Protocol of the Session on February 21, 2018

(Beifall CDU)

Als nächster Redner hat Abgeordneter Wolf, Fraktion Die Linke, das Wort.

Sehr geehrte Frau Präsidentin, liebe Schülerinnen und Schüler, liebe Gäste, wir haben uns heute in der Aktuellen Stunde mit einem Thema zu beschäftigen, was auch einer Beschäftigung wert ist, was aber auch hier von der CDU offensichtlich unter völliger Amnesie des eigenen Handelns über 24 Jahre – wir haben es heute schon mehrfach festgestellt – dargestellt wird.
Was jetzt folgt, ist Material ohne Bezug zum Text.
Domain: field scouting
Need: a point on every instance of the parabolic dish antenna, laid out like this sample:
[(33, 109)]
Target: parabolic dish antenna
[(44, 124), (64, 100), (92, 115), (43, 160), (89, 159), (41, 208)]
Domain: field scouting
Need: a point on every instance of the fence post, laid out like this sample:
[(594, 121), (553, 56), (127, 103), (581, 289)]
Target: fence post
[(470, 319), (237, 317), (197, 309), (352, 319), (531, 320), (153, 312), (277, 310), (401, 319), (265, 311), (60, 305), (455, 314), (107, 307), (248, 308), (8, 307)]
Gehen wir mal in medias res. Wie sah es denn 2008 aus? Da wurden acht Lehrer eingestellt. Warum? Ja, weil eine CDU-Personalpolitik mit einer Verbeamtung genau diese Stellen eben blockiert hat und einen Überhang geschaffen hat. Das ist Verantwortung von der CDU. Tausende – Tausende! – von Absolventinnen und Absolventen im Lehrerbereich sind in den letzten zehn Jahren in Thüringen nicht eingestellt worden, und das hat die CDU zu verantworten und niemand anderes hier in diesem Haus.

(Beifall DIE LINKE, SPD, BÜNDNIS 90/DIE GRÜNEN)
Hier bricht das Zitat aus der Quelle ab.